Minnesota students in grades three-11 improved their scores in math and reading this spring and Kelliher students joined over 426,000 students who took the MCA-II exams.

Students in grades three-eight took exams in both subjects while students in grade 10 took the reading grad exam and 11th graders took the grad exam in ,athematics.

"Kelliher School students held their own with the rest of the state's students," said Kelliher School Assessment Coordinator John Carlson. "Our students rose to the occasion and exceeded the goals or index scores the state set for our school and district. Our staff, students and parents should be pleased."

While Carlson and Lutz are happy with the test results, they do not want to become complacent.

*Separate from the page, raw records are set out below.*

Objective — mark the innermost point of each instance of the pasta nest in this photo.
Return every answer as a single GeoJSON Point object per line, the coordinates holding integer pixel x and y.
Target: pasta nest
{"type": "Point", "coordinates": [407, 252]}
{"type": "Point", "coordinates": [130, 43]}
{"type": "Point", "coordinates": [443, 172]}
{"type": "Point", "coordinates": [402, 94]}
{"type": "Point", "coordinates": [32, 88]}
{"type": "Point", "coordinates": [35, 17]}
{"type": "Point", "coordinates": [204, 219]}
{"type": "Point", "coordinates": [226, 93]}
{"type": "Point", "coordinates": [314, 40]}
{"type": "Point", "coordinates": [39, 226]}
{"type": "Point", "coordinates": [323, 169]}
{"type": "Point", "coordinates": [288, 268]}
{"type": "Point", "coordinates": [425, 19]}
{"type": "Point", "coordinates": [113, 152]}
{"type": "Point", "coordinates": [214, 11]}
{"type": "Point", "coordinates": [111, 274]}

"At this point in time, we look good. But, we will need to maintain our focus so that next year and the year after, our students will continue to improve and keep meeting the ever-increasing index score goals that the state sets for us," Carlson said. "Although our scores were good enough to meet state standards, we know that we can still improve in our teaching and our learning."

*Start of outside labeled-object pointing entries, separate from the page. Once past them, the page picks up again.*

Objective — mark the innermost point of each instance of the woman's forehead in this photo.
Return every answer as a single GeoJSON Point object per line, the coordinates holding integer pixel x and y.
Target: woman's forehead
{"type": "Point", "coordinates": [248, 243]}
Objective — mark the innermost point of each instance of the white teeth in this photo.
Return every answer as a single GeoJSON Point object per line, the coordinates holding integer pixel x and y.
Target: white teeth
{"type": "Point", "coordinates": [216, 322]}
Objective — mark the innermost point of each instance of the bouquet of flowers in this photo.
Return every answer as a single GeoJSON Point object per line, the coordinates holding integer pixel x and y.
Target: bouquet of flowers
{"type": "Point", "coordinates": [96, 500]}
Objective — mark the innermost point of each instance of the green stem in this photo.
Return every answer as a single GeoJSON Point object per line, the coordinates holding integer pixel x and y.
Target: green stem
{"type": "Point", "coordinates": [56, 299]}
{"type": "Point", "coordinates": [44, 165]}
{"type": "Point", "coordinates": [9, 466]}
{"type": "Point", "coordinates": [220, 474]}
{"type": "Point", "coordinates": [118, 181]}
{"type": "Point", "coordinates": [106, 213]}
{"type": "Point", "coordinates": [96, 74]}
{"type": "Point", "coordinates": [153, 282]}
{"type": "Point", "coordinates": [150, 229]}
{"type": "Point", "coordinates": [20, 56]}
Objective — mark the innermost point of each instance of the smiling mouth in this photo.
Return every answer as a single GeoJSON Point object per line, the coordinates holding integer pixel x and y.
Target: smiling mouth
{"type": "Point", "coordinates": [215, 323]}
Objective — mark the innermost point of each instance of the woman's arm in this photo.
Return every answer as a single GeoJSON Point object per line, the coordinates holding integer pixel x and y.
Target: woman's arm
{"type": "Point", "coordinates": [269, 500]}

Lutz agrees. "With the MCA-II tests being replaced by the more rigorous MCA-III exams and with the bar being raised every year, we cannot rest on our laurels. The results over the past two years give you some idea as to how well students respond when we raise expectations and hold them accountable for their learning."

As Kelliher School prepares for the next school year, staff members are hoping to continue many of the programs that have helped students achieve their high test gains.

A number of new programs were added last year including Reading Plus and READ 180, which will help students improve in vocabulary, word recognition and literal and inferential comprehension.

According to Carlson, "We hope to capitalize on these programs by developing Professional Learning Teams and improving our ability to differentiate instruction based upon ongoing and continual assessment of student progress on a weekly and monthly basis."

Kelliher School sent a number of staff members to the Model Schools Conference in Orlando, FL in June to learn about best practices in the delivery of classroom instruction and a number of other teaching and assessment strategies.

"We hope that those staff members will bring the level of knowledge and excitement to the rest of the staff this fall as school starts," Lutz said. "I know we'll have a great year and continue to provide a superb education to our students."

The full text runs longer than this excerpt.